In the example given above, you have two portions of information: 95 criminal lawyers and 5 paediatricians; and some new information – Jane’s personal characteristics. Which piece of information do you choose to believe? Which part is more facts based and which is more biased (“standards”, sales and marketing statements, clichés)? That is up to the specialist to decide.

The Application

If you think this is not relevant to you, you are wrong. It is not just a story from a book:

  • Remember every time you hear a sales pitch of yet another P2P system, which “will solve all of your problems”.
  • Remember all the times, when you get a feedback, based on wrong biases and assumptions: no matter if it is recruitment process, annual performance feedback meeting or any other type of feedback.
  • Remember tender evaluation process. I have seen too many tenders, where all of the historical information about supplier performance is put aside, purely because during the tender the new sales team made a great sales pitch. A supplier was always late and delivered poor quality service?
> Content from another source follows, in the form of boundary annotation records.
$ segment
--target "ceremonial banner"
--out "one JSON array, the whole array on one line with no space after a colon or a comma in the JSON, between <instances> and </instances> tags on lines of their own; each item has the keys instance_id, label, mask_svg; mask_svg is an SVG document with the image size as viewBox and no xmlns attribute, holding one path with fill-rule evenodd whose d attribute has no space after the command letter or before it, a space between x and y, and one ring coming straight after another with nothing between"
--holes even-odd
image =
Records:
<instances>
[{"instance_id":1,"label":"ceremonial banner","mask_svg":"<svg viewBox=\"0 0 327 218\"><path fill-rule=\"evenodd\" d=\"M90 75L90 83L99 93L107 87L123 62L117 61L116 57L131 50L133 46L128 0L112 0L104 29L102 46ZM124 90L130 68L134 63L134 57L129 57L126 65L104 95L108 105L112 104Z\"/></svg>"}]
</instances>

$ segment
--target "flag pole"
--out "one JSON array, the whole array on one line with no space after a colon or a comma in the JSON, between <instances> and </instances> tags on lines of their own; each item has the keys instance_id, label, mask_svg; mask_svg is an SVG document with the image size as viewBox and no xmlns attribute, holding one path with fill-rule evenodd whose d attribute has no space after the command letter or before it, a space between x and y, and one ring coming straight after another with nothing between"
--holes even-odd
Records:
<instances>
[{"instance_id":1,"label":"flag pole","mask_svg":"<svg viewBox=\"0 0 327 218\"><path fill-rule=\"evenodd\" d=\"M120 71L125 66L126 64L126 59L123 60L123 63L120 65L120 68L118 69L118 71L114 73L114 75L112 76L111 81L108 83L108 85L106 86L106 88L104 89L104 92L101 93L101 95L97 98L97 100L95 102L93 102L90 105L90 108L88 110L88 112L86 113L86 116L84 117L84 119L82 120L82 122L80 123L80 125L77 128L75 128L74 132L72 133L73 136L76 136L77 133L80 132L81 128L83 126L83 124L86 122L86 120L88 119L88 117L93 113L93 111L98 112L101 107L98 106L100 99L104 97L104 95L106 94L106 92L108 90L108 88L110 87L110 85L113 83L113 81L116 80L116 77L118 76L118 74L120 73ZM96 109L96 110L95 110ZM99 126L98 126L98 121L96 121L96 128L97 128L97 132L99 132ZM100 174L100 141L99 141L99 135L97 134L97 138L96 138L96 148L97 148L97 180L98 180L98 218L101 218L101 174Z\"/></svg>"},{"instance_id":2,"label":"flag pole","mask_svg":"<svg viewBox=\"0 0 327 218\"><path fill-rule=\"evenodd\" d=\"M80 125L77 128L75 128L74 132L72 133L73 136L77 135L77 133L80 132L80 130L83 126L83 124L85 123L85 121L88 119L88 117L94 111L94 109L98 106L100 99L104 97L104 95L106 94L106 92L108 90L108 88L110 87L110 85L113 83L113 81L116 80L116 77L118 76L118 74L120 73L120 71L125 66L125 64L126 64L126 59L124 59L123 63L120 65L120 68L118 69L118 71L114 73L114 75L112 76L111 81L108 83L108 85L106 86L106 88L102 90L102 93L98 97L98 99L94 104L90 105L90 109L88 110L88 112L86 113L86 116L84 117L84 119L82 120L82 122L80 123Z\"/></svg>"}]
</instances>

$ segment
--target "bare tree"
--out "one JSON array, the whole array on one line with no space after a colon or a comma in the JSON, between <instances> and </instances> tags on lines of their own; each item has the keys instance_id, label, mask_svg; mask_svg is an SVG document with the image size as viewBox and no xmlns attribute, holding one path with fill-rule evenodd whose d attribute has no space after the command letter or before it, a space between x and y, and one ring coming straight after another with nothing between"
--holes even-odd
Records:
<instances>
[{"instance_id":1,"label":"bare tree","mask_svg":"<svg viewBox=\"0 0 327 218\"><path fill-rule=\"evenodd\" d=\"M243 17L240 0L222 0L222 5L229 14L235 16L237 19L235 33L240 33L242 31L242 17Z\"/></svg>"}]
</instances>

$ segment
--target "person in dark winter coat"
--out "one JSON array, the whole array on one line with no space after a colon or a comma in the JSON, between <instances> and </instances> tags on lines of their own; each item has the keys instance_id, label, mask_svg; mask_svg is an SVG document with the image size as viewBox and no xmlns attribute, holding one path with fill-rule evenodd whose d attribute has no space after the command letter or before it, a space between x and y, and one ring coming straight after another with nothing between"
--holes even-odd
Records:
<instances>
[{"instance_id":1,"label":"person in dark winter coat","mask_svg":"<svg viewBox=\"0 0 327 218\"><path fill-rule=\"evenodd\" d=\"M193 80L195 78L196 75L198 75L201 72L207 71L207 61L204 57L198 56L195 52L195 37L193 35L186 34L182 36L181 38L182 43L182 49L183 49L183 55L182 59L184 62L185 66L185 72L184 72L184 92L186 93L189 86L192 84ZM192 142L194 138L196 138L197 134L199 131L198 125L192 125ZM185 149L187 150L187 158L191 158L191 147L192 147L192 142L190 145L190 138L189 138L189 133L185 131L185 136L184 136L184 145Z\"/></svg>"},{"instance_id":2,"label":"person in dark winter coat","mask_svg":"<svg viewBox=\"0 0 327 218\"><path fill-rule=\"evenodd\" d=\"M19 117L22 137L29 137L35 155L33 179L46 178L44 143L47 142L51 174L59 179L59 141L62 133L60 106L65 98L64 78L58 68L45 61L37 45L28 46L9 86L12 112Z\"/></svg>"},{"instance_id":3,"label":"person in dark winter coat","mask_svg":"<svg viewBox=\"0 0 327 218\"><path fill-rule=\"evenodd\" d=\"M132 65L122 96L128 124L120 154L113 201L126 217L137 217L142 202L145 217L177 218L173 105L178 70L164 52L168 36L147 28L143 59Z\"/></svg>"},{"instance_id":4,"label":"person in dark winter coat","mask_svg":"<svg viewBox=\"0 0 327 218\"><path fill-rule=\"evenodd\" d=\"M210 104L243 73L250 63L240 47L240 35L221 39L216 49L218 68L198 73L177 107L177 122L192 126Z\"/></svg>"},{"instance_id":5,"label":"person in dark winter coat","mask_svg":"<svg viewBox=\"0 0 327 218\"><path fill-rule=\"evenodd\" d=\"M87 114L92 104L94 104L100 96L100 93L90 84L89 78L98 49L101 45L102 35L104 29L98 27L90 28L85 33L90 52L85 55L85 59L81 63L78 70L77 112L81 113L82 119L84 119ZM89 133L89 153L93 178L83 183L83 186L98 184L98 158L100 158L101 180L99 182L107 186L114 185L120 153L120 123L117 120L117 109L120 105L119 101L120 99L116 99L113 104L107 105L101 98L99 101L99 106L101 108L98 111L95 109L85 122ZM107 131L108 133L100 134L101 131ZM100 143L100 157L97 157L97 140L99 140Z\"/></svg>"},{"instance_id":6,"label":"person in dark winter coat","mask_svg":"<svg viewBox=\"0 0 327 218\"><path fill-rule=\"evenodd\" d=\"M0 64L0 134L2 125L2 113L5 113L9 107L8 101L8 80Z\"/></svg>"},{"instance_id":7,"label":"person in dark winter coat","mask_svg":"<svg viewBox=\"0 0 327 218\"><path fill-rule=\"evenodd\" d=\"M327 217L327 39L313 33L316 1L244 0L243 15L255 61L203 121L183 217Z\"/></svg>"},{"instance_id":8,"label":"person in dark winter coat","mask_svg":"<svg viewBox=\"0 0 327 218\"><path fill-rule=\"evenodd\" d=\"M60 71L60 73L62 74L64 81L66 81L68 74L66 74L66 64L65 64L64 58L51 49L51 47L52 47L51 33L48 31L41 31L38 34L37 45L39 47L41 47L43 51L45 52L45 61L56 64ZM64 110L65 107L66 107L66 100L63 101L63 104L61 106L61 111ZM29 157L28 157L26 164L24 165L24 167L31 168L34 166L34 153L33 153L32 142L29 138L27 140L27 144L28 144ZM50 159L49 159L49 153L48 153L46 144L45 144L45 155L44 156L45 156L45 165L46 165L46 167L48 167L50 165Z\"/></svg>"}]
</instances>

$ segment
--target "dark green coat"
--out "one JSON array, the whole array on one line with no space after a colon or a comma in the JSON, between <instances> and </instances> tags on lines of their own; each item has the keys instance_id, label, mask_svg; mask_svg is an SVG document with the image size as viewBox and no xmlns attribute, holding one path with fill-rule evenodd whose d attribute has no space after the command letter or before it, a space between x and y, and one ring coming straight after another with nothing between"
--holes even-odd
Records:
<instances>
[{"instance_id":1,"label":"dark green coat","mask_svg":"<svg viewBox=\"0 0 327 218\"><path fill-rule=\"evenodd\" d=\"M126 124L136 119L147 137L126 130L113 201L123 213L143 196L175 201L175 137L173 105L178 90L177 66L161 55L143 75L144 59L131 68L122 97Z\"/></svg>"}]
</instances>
And you choose the same supplier again because the sales team promised that everything will change? It is up to you to choose what you believe.

People make decisions based on biases and perceptions more often that they think they do. Scary?

The Fix

There is a fix to it! And it works! I also tested it on myself and my test groups. Almost ALL people who initially chose paediatrician as an option changed their decision when I asked this question: “If you had £1000 and had to put it on your option – what would you do?” (That is also a suggestion from the book). If they had to put their own money on one of the options, they would choose lawyer.

Without going into details, I will sum up: if you are asked a question and you want to give a more confident reply, start it by saying “if I had to put my money on it, I would…”. It is proven, that this helps to re-calibrate your brain. You might still choose the same option, but by saying that, you switch on a different part of brain – that means your reply will be considered from different perspectives.

My reply to the tender evaluation could be: “If I had to bet my money, I would say that the supplier will continue being late, despite what they claimed during the tender. However, even knowing this, I would recommend awarding the contract to them. It is a risk that we already know about and we need to work on it together with the supplier. Instead of being undefined threat, it becomes an action plan and, potentially, a strength”.

 

Hope this is helpful. I thoroughly enjoyed receiving the answers to my question on LinkedIn. Thanks to everyone who contributed! Thank you for reading!